The race was umpired by Joseph William Chitty who had rowed for Oxford twice in 1849 (in the March and December races) and the 1852 race, while the starter was Edward Searle.

==Crews==
The Oxford crew weighed an average of 12 st 4.125 lb (76.1 kg), 2.75 lb more than their opponents. The Cambridge crew saw only three new rowers, with five returning from the 1870 race, including the Cambridge University Boat Club president John Goldie and William Henry Lowe in their third appearance in the event, along with the cox Henry Erskine Gordon. Similarly, Oxford saw five of their crew return, including S. H. Woodhouse at bow and Thomas Southey Baker who were participating in their third Boat Races.

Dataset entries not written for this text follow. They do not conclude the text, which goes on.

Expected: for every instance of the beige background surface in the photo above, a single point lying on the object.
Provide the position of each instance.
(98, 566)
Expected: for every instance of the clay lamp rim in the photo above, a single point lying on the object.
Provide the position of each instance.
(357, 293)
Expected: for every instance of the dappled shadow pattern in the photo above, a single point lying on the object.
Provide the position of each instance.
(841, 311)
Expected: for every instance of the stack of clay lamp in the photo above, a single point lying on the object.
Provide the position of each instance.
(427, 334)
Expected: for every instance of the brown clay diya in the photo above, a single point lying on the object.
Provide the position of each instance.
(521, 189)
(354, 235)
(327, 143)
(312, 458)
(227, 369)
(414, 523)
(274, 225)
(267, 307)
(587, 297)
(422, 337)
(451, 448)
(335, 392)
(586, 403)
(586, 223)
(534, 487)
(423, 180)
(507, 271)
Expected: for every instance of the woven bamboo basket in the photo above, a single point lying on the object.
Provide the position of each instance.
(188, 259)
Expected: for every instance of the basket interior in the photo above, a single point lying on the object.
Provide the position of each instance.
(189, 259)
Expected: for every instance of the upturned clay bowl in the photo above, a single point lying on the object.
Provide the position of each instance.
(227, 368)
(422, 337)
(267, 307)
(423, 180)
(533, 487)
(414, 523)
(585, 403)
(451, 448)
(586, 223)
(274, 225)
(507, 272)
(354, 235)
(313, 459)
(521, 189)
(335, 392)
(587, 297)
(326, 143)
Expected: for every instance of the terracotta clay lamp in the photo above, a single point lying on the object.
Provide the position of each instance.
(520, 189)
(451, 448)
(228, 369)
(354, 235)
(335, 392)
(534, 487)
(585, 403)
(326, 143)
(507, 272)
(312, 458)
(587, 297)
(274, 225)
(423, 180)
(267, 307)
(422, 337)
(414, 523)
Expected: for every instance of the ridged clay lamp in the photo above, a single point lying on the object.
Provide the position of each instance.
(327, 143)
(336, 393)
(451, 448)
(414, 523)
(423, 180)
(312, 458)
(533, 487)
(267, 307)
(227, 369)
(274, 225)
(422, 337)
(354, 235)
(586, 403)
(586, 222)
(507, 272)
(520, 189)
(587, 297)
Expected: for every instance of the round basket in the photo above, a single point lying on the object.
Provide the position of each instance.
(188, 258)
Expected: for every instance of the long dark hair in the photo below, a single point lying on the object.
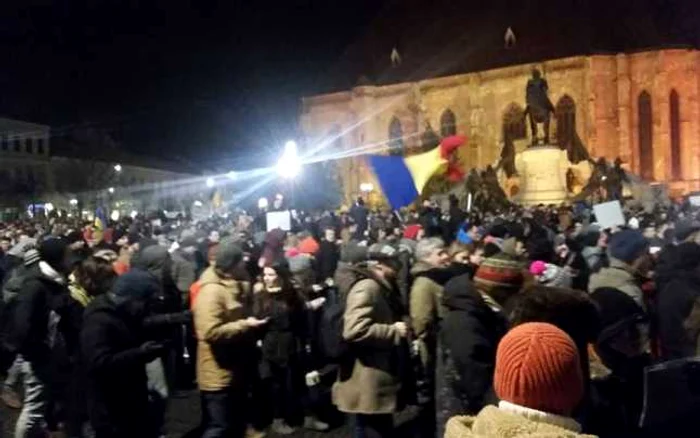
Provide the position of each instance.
(288, 292)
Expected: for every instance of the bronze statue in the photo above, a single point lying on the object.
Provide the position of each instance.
(596, 183)
(539, 108)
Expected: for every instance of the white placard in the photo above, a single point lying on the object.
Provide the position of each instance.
(609, 214)
(279, 219)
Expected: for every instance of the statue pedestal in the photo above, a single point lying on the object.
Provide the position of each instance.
(542, 172)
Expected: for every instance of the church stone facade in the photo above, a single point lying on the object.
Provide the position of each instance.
(643, 107)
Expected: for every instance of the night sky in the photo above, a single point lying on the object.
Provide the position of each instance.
(202, 79)
(221, 81)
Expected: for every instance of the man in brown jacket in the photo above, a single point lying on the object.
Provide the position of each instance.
(368, 385)
(226, 343)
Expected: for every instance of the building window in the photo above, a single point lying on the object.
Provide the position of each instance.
(675, 116)
(646, 136)
(514, 123)
(336, 139)
(395, 137)
(448, 123)
(566, 122)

| Seat | Cambridge |  |  | Oxford |  |  |
| Name | College | Weight | Name | College | Weight |
| Bow | J. S. Follet | 3rd Trinity | 11 st 6.5 lb | S. H. Woodhouse | University | 11 st 6.5 lb |
| 2 | John B. Close | 1st Trinity | 11 st 8 lb | E. Giles | Christ Church | 11 st 13.5 lb |
| 3 | H. J. Lomax | 1st Trinity | 12 st 2 lb | T. S. Baker | Queen's | 13 st 3.5 lb |
| 4 | E. A. A. Spencer | 2nd Trinity | 12 st 9 lb | E. C. Malan | Worcester | 13 st 1 lb |
| 5 | W. H. Lowe | Christ's | 12 st 10 lb | J. E. Edwards-Moss | Balliol | 12 st 8.5 lb |
| 6 | E. L. Phelps | Sidney Sussex | 12 st 1 lb | F. E. H. Payne | St John's | 12 st 9.5 lb |
| 7 | E. S. L. Randolph | 3rd Trinity | 11 st 10 lb | J. M. Clintock-Bubury | Brasenose | 11 st 8 lb |
| Stroke | J. H. D. Goldie (P) | Lady Margaret Boat Club | 12 st 6.5 lb | R. Lesley | Pembroke | 11 st 10.5 lb |
| Cox | H. E. Gordon | 1st Trinity | 7 st 13 lb | F. H. Hall | Corpus Christi | 7 st 10.5 lb |
Source: (P) – boat club president (W. D. Benson was Oxford's non-rowing president)

==Race==

The Championship Course, along which the race is conducted

There was "little or no tide and head wind over part of the course" according to Drinkwater. Cambridge won the toss and elected to start from the Surrey station, handing the Middlesex station to Oxford. The umpire, Chitty, got the race underway at 10.08 a.m., with Cambridge taking an early lead. The Light Blues had a clear water advantage by the Point and held a two-length lead by the time the crews shot Hammersmith Bridge. Despite a spurt instigated by Oxford stroke Robert Lesley at Barnes Bridge, Goldie remained steady until, before the final twenty strokes, he increased the stroke rate and saw Cambridge home by one length in a time of 23 minutes 10 seconds for their second consecutive victory and took the overall record to 16-12 in Oxford's favour.